Intel Corporation has announced that Lenovo will integrate its Atom chips into two new smartphones in 2015. According to a report from CNET, the chip maker’s 64-bit Atom processor and its LTE-advanced modem chips would be used by the Chinese smartphone maker.
Big win in China
An Intel spokesman has confirmed the report is accurate. Out of the two smartphones, one will launch in China in February, and the other will be available in emerging countries in early January. The news comes around the same time as a big talk from Intel CEO Brian Krzanich at the Consumer Electronics Show on Jan. 6 in Las Vegas.
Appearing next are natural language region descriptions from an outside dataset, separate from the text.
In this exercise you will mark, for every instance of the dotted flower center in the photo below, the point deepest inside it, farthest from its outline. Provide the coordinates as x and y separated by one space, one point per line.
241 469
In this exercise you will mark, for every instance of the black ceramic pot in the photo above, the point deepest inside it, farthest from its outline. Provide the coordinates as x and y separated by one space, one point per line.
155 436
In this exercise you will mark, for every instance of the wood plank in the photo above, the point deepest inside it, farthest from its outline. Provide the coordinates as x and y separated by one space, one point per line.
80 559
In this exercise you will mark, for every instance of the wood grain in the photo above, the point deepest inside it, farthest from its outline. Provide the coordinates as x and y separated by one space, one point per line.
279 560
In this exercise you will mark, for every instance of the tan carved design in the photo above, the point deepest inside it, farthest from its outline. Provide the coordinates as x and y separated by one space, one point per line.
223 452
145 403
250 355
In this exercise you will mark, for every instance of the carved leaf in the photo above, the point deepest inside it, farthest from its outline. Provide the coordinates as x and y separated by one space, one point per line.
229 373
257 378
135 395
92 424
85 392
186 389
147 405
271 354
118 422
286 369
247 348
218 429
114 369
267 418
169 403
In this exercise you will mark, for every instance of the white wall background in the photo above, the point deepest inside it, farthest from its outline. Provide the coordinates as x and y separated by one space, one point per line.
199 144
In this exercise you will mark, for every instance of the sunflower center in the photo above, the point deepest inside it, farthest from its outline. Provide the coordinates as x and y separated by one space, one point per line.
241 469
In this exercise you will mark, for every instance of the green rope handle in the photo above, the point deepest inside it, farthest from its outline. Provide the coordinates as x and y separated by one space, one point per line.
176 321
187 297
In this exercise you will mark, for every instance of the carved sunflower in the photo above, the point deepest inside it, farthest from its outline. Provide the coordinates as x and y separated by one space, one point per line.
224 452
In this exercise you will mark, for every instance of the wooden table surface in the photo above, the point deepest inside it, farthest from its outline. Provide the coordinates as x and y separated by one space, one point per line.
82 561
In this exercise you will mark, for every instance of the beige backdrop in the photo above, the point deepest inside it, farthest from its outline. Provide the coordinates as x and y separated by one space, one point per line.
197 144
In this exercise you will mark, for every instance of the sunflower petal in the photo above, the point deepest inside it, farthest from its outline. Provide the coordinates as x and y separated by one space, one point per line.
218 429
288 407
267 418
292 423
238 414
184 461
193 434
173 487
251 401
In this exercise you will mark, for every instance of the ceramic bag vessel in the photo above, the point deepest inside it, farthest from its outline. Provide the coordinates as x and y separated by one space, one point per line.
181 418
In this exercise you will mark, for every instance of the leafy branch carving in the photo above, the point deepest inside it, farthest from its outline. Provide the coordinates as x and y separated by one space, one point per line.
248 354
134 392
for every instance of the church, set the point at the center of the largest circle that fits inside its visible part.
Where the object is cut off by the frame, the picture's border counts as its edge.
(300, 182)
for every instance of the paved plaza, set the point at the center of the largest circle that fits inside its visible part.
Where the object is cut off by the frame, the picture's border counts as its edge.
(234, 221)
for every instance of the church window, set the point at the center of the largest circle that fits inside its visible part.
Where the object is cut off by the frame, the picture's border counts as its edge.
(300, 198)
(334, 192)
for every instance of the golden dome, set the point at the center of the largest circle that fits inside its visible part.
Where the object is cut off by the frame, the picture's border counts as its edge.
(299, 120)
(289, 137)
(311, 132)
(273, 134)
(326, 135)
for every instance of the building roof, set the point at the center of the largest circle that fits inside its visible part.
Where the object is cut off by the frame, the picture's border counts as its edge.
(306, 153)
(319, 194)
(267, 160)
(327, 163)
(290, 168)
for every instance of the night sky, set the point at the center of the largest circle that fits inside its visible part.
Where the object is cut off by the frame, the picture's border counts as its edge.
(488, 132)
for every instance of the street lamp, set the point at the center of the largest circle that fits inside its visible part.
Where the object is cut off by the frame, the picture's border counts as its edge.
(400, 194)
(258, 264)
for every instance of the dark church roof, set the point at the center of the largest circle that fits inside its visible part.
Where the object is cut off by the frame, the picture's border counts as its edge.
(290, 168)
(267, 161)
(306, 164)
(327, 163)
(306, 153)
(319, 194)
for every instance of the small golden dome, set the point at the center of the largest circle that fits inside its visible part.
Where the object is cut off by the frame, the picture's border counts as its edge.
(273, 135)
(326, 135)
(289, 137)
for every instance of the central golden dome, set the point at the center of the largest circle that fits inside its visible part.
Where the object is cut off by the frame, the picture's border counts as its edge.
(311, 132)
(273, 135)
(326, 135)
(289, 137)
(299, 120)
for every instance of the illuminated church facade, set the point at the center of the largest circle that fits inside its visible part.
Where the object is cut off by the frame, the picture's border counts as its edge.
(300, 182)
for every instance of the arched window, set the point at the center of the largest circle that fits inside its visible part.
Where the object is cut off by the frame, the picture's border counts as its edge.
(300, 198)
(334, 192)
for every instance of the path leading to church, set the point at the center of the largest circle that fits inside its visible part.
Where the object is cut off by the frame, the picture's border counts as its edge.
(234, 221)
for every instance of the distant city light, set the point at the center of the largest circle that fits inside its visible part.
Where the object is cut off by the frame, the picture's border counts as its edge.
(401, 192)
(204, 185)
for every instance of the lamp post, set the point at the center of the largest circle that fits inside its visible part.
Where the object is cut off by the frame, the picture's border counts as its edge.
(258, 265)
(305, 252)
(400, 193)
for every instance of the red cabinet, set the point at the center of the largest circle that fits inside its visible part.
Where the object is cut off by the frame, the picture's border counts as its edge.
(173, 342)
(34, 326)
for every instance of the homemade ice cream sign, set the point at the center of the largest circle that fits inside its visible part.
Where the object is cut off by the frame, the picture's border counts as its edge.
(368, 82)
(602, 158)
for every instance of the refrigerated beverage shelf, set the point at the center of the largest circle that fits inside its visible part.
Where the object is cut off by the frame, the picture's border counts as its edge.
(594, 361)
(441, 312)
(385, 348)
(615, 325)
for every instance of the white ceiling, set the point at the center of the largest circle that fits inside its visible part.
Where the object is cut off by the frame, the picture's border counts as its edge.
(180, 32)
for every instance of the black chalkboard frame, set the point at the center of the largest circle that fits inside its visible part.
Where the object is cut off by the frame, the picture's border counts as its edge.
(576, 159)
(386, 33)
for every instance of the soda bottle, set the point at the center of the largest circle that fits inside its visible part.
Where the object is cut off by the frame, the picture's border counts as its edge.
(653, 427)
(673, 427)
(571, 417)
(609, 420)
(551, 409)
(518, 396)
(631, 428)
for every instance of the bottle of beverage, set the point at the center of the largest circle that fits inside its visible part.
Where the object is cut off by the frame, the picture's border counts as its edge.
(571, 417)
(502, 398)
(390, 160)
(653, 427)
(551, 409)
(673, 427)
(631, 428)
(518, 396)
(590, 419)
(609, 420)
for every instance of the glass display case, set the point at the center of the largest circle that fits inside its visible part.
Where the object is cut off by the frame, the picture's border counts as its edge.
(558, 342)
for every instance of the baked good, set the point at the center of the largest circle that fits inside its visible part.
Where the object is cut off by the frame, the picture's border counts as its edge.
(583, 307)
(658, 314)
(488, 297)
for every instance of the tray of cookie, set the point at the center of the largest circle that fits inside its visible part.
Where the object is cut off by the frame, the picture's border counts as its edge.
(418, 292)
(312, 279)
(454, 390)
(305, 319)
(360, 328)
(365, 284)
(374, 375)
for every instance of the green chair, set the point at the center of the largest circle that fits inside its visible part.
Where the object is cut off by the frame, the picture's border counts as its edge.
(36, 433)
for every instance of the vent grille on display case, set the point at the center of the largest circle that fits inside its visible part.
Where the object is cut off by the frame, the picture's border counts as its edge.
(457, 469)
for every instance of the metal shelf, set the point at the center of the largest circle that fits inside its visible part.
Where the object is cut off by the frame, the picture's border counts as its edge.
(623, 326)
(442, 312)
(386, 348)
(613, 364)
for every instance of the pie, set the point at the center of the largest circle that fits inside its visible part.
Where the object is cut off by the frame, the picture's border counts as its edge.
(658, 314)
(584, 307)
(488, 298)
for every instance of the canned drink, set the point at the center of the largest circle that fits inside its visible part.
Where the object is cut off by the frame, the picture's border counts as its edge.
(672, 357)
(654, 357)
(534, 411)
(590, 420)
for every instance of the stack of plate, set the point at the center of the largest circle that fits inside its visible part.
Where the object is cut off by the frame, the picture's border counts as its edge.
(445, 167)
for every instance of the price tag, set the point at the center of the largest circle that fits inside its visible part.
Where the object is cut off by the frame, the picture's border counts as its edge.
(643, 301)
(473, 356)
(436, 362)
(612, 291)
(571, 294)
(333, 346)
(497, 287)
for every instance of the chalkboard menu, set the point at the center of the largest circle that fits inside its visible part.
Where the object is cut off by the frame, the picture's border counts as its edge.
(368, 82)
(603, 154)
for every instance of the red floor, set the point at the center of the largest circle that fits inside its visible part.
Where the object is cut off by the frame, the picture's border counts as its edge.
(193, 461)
Supplying chips for Lenovo’s smartphones represents one of Intel’s first big smartphone wins in China. Intel has powered other smartphones such as the Asus Padfone X Mini for the United States market, the Asus ZenFone for Asia, the Etisalat E20 for Egypt, and the Motorola Razr for Brazil, France, Germany, Mexico, and the United Kingdom.
Intel makes efforts to up its mobile presence
Intel is the supreme power in PC chips, but smartphones have never been its strong suit. The segment is dominated by ARM Holdings plc and other companies such as QUALCOMM, Inc. Intel was a late entry in the mobile chip business compared to its peers, which powered smartphones made by companies such as Samsung Electronics Co., Ltd. However, the chip maker is working hard to enhance its mobile capabilities, making improvements in its x86 Atom platform while driving down power consumption.
Along with beefing up the power of these chips, Intel is also integrating capabilities such as 3G and 4G modems in its next family of mobile SoFIA systems-on-a-chip. The 4G LTE modem will be launched next year.
Intel is making remarkable efforts to make its place in the smartphone industry but is losing to smaller rivals such as Qualcomm, which is a dominant SoC supplier in the smartphone and tablet spaces and is looking forward to launching the 64-bit Snapdragon 810 processor next year.
Intel CEO Brian Krzanich has said the company will continue to make efforts in mobile devices but will also ramp up its reach in other markets, including the Internet of things and wearable devices. All of Intel’s other businesses except for smartphones are showing positive results with the PC market stabilizing. In the third quarter, Intel’s Mobile Communications Group sustained a loss of $1 billion while generating only $1 million in sales. In November, the chip maker announced it was integrating its PC and mobile businesses into one unit.